HermesBench: Workflow Reliability Evals for Personal AI Agents

Most agent benchmarks measure whether a model can answer a question or generate code. HermesBench measures whether a personal agent can finish a workflow when tools fail, sessions pause, and context windows fill up.

The project ships 27 workflow recipes that test complete agent configurations: prompt, model, tools, memory, gateway behavior, delegation, and stability. The current public baseline scores 78.2. Every result links to redacted traces showing tool timelines, assistant replies, checks, and judge summaries.

Why Workflow Reliability Matters

Personal agents run multi-step tasks across days. A calendar agent might:

Parse a meeting request from email
Check availability in Google Calendar
Propose three slots
Wait for user confirmation (session ends)
Resume next day and book the meeting
Send confirmation email

Single-turn benchmarks like MMLU or HumanEval do not capture this. They measure knowledge retrieval or code generation, not state persistence, tool chaining, or recovery when an API times out mid-task.

Real agent failures happen during:

Tool call sequences when one API returns unexpected data
Context window exhaustion after 15 tool calls
Session resumption when state was not persisted correctly
Graceful degradation when a required tool is unavailable

HermesBench tests these failure modes explicitly.

Architecture: Recipes, Profiles, and Traces

The eval system has three layers:

Recipes define user-like jobs with goals, criteria, and side-effect boundaries. Example: “Schedule a meeting with three participants, handle conflicts, send confirmation.” Each recipe specifies:

Prompt template
Expected tool sequence
Success criteria (deterministic checks and LLM-as-judge axes)
Allowed side effects (read-only vs. write operations)

Profiles describe the agent configuration under test:

Model and provider
Available tools (calendar, email, search, etc.)
Memory strategy (stateless, session-scoped, long-term vector store)
Gateway behavior (rate limits, retries, fallback models)
Safety boundaries (approval required for destructive actions)

Traces capture what happened:

Tool call timeline with latencies
Assistant reasoning and replies
Deterministic check results (did the meeting get booked?)
Judge summaries (was the confirmation email polite and accurate?)

Traces are redacted to remove private payloads but preserve structure. You can see that the agent called calendar.search twice, waited 1.2 seconds, then called email.send, without seeing the actual email body.

Scoring: Capability, Reliability, UX

HermesBench scores three axes:

Axis	What It Measures	Example Failure
Capability	Did the agent complete the task?	Meeting scheduled but wrong time zone
Reliability	Did it handle errors gracefully?	Crashed when calendar API returned 429
UX	Was the interaction smooth?	Asked user to confirm three times for one action

Each recipe defines deterministic checks (meeting exists in calendar) and LLM-as-judge criteria (confirmation email tone). The final score is a weighted average across all recipes in a suite.

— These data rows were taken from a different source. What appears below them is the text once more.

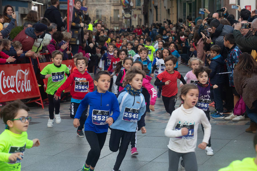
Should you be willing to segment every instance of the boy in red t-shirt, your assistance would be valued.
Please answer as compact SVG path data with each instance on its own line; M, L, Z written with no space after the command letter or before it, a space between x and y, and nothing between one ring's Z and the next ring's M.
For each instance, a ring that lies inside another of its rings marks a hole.
M155 85L162 86L162 101L165 109L170 115L175 110L178 94L177 80L179 79L183 84L186 83L182 75L174 70L177 60L173 55L167 57L164 60L166 70L157 76L154 82Z
M72 118L74 118L80 102L86 95L94 91L93 79L85 71L87 68L87 58L83 56L78 57L76 60L76 66L77 69L74 69L64 83L58 89L54 96L57 100L58 98L60 98L62 92L71 84L70 116ZM82 130L87 119L87 107L86 107L79 120L80 125L78 127L77 133L80 137L85 136Z

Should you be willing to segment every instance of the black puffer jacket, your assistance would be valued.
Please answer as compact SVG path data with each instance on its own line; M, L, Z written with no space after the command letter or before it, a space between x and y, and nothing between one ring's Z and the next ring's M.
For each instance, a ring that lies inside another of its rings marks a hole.
M225 80L225 75L216 74L224 72L225 61L220 54L211 59L212 62L209 68L212 70L210 74L210 82L213 85L222 84Z

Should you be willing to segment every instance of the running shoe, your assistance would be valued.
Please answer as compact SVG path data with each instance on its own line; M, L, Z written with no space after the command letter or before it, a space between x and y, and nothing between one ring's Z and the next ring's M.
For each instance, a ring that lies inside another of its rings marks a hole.
M138 152L136 150L136 147L133 147L130 150L131 152L131 156L135 156L138 155Z
M78 134L78 136L79 137L84 137L85 135L83 131L81 130L78 130L77 131L77 134Z
M62 121L61 119L61 115L60 113L59 114L55 114L55 123L60 123Z
M214 154L213 150L211 147L209 146L207 146L205 148L205 153L208 156L212 156Z

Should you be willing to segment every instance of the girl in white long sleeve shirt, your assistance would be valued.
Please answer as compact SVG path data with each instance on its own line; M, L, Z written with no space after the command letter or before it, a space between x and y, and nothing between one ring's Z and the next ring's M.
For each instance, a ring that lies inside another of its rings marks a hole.
M184 104L172 112L167 124L164 133L170 138L168 145L169 171L178 170L180 157L183 159L186 171L197 170L194 152L199 124L202 124L204 133L202 142L198 147L204 150L208 143L211 127L204 112L194 106L198 95L196 85L184 85L180 95Z

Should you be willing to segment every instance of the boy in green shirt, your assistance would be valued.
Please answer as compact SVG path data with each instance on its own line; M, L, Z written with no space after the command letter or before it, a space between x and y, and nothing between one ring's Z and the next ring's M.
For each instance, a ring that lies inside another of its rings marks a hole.
M254 145L255 151L257 152L257 133L254 138ZM228 167L222 168L219 171L252 171L257 170L257 156L255 158L246 157L241 161L236 160L233 162Z
M5 130L0 134L0 170L21 170L21 162L25 148L40 145L39 140L28 139L26 132L31 117L29 107L20 100L5 106L0 117L5 124Z
M46 93L47 93L49 105L49 119L47 123L47 127L53 127L54 121L54 111L55 109L55 122L56 123L61 123L60 111L60 99L55 100L54 98L54 95L58 89L61 87L66 80L65 74L69 76L70 75L69 69L65 64L62 64L63 54L59 50L55 50L52 53L52 61L53 63L49 64L44 68L40 72L41 79L47 78L47 86ZM63 92L61 96L63 95Z
M150 44L151 41L151 38L149 37L145 39L145 45L144 45L144 47L148 49L148 57L150 60L152 61L153 59L153 54L155 52L155 49Z

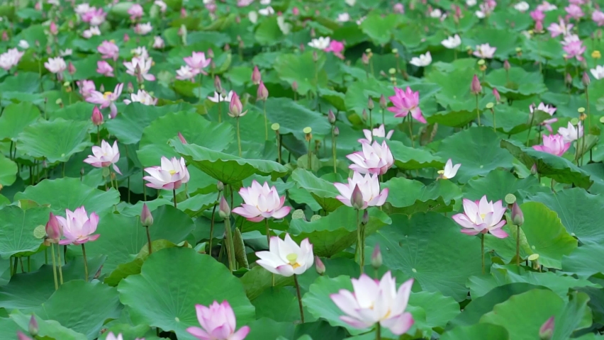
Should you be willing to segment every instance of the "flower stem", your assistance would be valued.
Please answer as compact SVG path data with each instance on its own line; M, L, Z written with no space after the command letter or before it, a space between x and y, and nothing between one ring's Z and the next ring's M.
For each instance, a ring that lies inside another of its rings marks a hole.
M84 280L88 282L88 260L86 259L86 247L82 244L82 254L84 256Z
M52 256L52 274L55 278L55 290L59 289L59 283L57 283L57 263L55 261L55 244L50 244L50 254ZM12 271L11 271L12 272Z
M298 276L293 274L293 283L296 284L296 293L298 293L298 307L300 307L300 319L304 323L304 310L302 309L302 296L300 294L300 285L298 283Z

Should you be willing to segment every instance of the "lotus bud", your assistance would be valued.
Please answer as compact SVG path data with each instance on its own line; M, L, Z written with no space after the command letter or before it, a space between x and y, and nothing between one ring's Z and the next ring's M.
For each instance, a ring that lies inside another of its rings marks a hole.
M153 225L153 215L151 215L151 211L147 203L142 205L142 212L140 212L140 224L143 227L151 227Z
M98 106L94 106L94 108L92 109L91 119L92 119L92 123L96 126L103 124L103 113L101 113L101 110L99 109Z
M258 85L260 84L262 76L260 74L260 70L258 69L258 67L255 66L254 71L252 72L252 82L254 83L255 85Z
M473 94L476 96L482 91L482 86L480 84L480 80L479 80L478 76L476 74L474 74L474 77L472 78L472 84L470 86L470 91Z
M223 218L227 218L230 215L230 207L225 199L225 196L220 197L220 203L218 205L218 215Z
M374 248L374 252L371 253L371 266L375 269L379 268L381 266L383 259L381 258L381 251L379 250L379 244L376 244Z
M256 94L256 98L259 101L266 101L269 98L269 90L264 86L264 83L260 81L260 84L258 85L258 93Z
M325 273L325 265L323 264L319 256L315 256L315 269L319 275L323 275Z
M539 339L541 340L549 340L554 336L554 317L550 317L539 329Z

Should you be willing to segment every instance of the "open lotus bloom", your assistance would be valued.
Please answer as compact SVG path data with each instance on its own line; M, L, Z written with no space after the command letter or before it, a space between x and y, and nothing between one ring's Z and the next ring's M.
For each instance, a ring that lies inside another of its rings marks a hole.
M547 152L561 157L571 147L571 142L566 142L560 135L549 135L543 136L543 145L533 145L532 148L537 151Z
M276 236L272 237L269 251L257 251L256 256L259 259L257 264L282 276L301 275L312 268L315 262L313 245L308 239L303 239L298 246L289 234L285 234L285 240Z
M93 235L99 224L99 215L96 212L90 214L90 218L84 207L79 207L74 211L65 210L65 217L57 216L66 239L59 241L59 244L83 244L96 241L100 234Z
M233 210L235 214L241 215L252 222L260 222L265 218L283 218L287 216L290 207L284 207L285 196L279 197L274 186L269 187L264 182L261 186L256 180L252 181L252 186L242 188L239 194L245 203Z
M349 166L352 170L360 174L383 175L394 164L394 158L385 140L381 144L374 141L371 144L361 143L361 145L363 147L362 151L346 156L346 158L354 163Z
M468 235L491 233L500 239L508 237L501 230L506 221L501 220L505 213L501 200L496 203L486 200L486 195L476 202L464 198L464 213L453 215L453 220L464 227L462 232Z
M189 170L182 157L180 160L177 157L170 160L162 156L160 166L145 168L145 171L150 176L145 176L142 179L149 182L147 186L155 189L176 190L189 178Z
M364 176L354 172L352 178L348 178L348 184L334 183L333 185L340 191L340 195L335 198L349 207L352 206L352 192L355 186L359 188L362 194L363 205L361 209L383 205L388 198L387 188L382 190L381 193L379 191L379 180L376 174L367 174Z
M366 274L353 278L354 293L345 289L330 297L346 313L340 319L354 328L368 328L379 323L396 335L403 334L413 325L411 313L405 312L413 279L403 283L397 290L396 280L390 271L374 280Z
M118 149L118 141L113 142L113 146L103 140L100 147L92 147L92 154L88 155L88 158L84 160L84 163L96 167L104 168L113 165L113 170L119 174L122 174L116 163L120 160L120 150Z
M189 327L186 332L200 340L242 340L250 333L247 326L235 332L235 312L227 301L214 301L210 307L196 305L195 310L201 328Z

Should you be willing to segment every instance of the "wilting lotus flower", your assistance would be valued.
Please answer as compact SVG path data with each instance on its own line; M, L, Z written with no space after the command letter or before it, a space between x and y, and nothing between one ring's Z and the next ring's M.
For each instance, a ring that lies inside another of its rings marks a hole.
M145 168L151 176L145 176L142 179L148 181L147 186L155 189L176 190L184 183L189 181L189 170L184 164L184 159L180 160L172 157L172 160L162 156L161 166Z
M453 177L455 177L455 175L457 174L457 170L459 169L459 166L461 166L461 163L454 166L453 162L449 158L444 164L444 169L438 171L438 173L440 174L440 178L442 179L451 179Z
M100 234L93 235L96 231L99 224L99 215L96 212L90 214L90 218L86 212L86 208L79 207L73 212L65 210L66 217L57 216L57 220L63 230L63 236L67 239L59 241L59 244L83 244L86 242L96 241Z
M291 209L283 206L285 196L279 197L276 188L274 186L269 188L267 182L261 186L255 179L252 181L252 186L242 188L239 194L245 203L233 209L233 212L252 222L260 222L269 217L283 218Z
M186 332L199 340L243 340L250 333L250 327L244 326L235 332L235 313L226 301L217 301L209 307L196 305L197 320L201 328L189 327Z
M86 98L86 101L94 104L101 105L101 108L110 107L111 113L110 117L115 118L118 114L118 108L116 106L116 101L122 94L122 89L124 87L123 83L120 83L116 85L116 89L113 92L105 92L101 94L98 91L93 91L90 94L90 96Z
M422 110L419 108L419 91L413 92L409 86L407 86L405 91L394 86L394 96L388 98L394 104L394 107L388 108L388 110L394 113L395 117L406 117L410 112L411 117L415 120L426 123L425 118L422 115Z
M103 59L113 59L117 60L120 56L120 49L113 40L105 40L96 47L96 50L101 53Z
M285 234L285 240L276 236L271 237L268 251L257 251L259 260L256 263L274 274L282 276L301 275L306 269L313 267L315 258L313 245L308 239L304 239L298 246L289 234Z
M365 135L364 138L361 138L359 140L359 143L368 143L370 144L373 140L374 137L379 137L381 138L386 138L386 140L389 140L391 137L392 137L392 134L394 133L393 130L391 130L388 132L388 135L386 134L386 129L384 128L384 124L379 125L379 128L373 130L364 130L363 133Z
M543 145L533 145L532 148L537 151L561 157L570 147L571 142L565 142L564 138L560 135L550 135L543 136Z
M355 187L358 187L363 198L363 205L360 210L367 207L383 205L388 198L387 188L382 190L381 193L379 191L379 180L376 174L367 174L363 176L358 172L354 172L352 178L348 178L348 184L334 183L333 185L340 191L340 195L336 196L336 198L349 207L352 206L352 192Z
M476 202L464 198L464 213L453 215L453 220L463 227L462 232L468 235L490 232L496 237L505 239L508 233L501 230L505 220L501 220L505 208L501 200L495 203L486 200L486 195Z
M583 137L583 125L581 122L576 127L569 122L568 128L559 128L558 134L562 136L564 142L574 142Z
M396 280L390 271L381 280L374 280L366 274L352 279L354 293L342 289L330 295L346 315L340 319L354 328L369 328L379 323L395 335L403 334L413 325L411 313L405 312L413 279L409 279L396 290Z
M392 153L383 141L381 144L374 141L372 144L369 143L361 143L362 151L353 152L346 158L353 162L349 168L359 174L377 174L383 175L394 164Z
M120 160L120 150L118 149L118 142L113 142L113 146L103 140L100 147L92 147L92 154L88 155L88 158L84 160L84 163L96 167L104 168L112 165L113 170L119 174L122 174L116 163Z

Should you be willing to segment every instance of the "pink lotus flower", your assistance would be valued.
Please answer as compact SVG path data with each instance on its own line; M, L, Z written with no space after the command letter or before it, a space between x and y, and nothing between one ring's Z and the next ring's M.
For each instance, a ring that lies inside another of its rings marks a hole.
M388 110L394 113L395 117L406 117L410 112L411 117L415 120L426 123L425 118L422 115L422 110L419 108L419 91L413 92L409 86L407 86L405 91L394 86L394 96L388 98L394 105L393 108L388 108Z
M120 150L118 149L118 142L113 142L113 146L111 147L104 140L101 142L100 147L92 147L92 154L88 155L88 158L84 159L84 162L96 168L104 168L113 165L113 170L121 175L121 171L116 165L119 160Z
M117 60L120 56L120 49L118 45L112 41L105 40L96 47L96 50L101 53L103 59L113 59Z
M113 75L113 68L105 60L96 62L96 73L105 76L115 76Z
M239 194L243 198L244 203L237 207L233 212L252 222L260 222L265 218L280 219L286 217L291 208L284 207L285 196L279 197L274 186L269 188L269 183L264 182L260 186L256 180L252 181L252 186L242 188Z
M362 274L352 279L354 293L342 289L330 295L334 303L346 315L340 319L354 328L369 328L379 323L395 335L406 333L413 325L411 313L405 312L413 279L407 280L396 290L396 280L390 271L381 280Z
M505 239L508 233L501 230L505 225L505 220L501 220L505 213L505 208L501 200L495 203L486 200L486 195L480 201L471 201L464 198L464 213L453 215L453 220L465 229L462 232L468 235L486 234Z
M189 181L189 170L184 164L184 159L180 160L172 157L172 160L162 156L160 166L145 168L151 176L145 176L142 179L148 181L147 186L155 189L176 190L184 183Z
M196 305L195 310L201 328L189 327L186 332L199 340L243 340L250 333L247 326L235 332L235 313L226 301L220 304L214 301L209 307Z
M379 137L381 138L386 138L386 140L389 140L391 137L392 137L392 134L394 133L393 130L391 130L388 132L388 134L386 133L386 130L384 128L384 124L379 125L379 128L373 130L364 130L363 133L365 135L364 138L361 138L359 140L359 143L368 143L370 144L373 140L374 137Z
M120 97L120 95L122 94L123 87L123 83L120 83L116 85L113 92L101 94L98 91L93 91L90 94L90 96L86 98L86 101L94 104L99 104L101 108L109 106L111 110L109 117L115 118L118 114L118 108L116 106L115 102Z
M138 4L134 4L128 9L128 13L130 14L130 20L136 20L142 17L144 13L142 6Z
M372 144L361 143L361 145L362 151L346 156L346 158L354 163L348 166L351 170L359 174L383 175L392 167L394 159L385 140L382 141L381 145L376 141L374 141Z
M570 147L571 142L566 142L561 135L549 135L543 136L543 145L533 145L532 148L537 151L561 157Z
M194 52L193 55L185 57L183 60L191 69L198 71L198 72L201 72L203 75L208 75L208 73L203 69L212 62L212 59L206 59L206 53L203 52Z
M86 242L96 241L100 234L93 235L99 224L99 215L96 212L90 214L90 218L86 212L86 208L79 207L73 212L65 210L67 217L57 216L57 220L63 230L63 236L67 239L59 241L59 244L84 244Z
M340 191L340 195L335 198L345 205L352 206L352 192L354 188L358 188L362 195L363 205L361 210L367 207L379 207L384 205L388 198L388 188L379 191L379 180L378 175L369 174L363 175L358 172L352 174L352 178L348 178L348 184L334 183L334 186Z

The current baseline (78.2) reflects one specific configuration. The site deliberately avoids a leaderboard because the goal is not to rank models but to expose workflow failure modes.

State Persistence Across Sessions

Most personal agent tasks span multiple sessions. The agent starts a task, waits for user input or external data, then resumes hours or days later.

HermesBench tests this with recipes that include explicit pause points:

# Simplified recipe structure
recipe = {
    "steps": [
        {"action": "parse_email", "tool": "email.read"},
        {"action": "check_calendar", "tool": "calendar.search"},
        {"action": "propose_slots", "output": "user_message"},
        {"pause": "wait_for_user_confirmation"},  # Session ends here
        {"action": "book_meeting", "tool": "calendar.create"},
        {"action": "send_confirmation", "tool": "email.send"}
    ],
    "state_requirements": [
        "proposed_slots must persist across pause",
        "user_confirmation must be retrievable after resume"
    ]
}

The eval driver simulates session boundaries by serializing agent state, clearing memory, then reloading. If the agent loses context (forgets which slots were proposed), the reliability score drops.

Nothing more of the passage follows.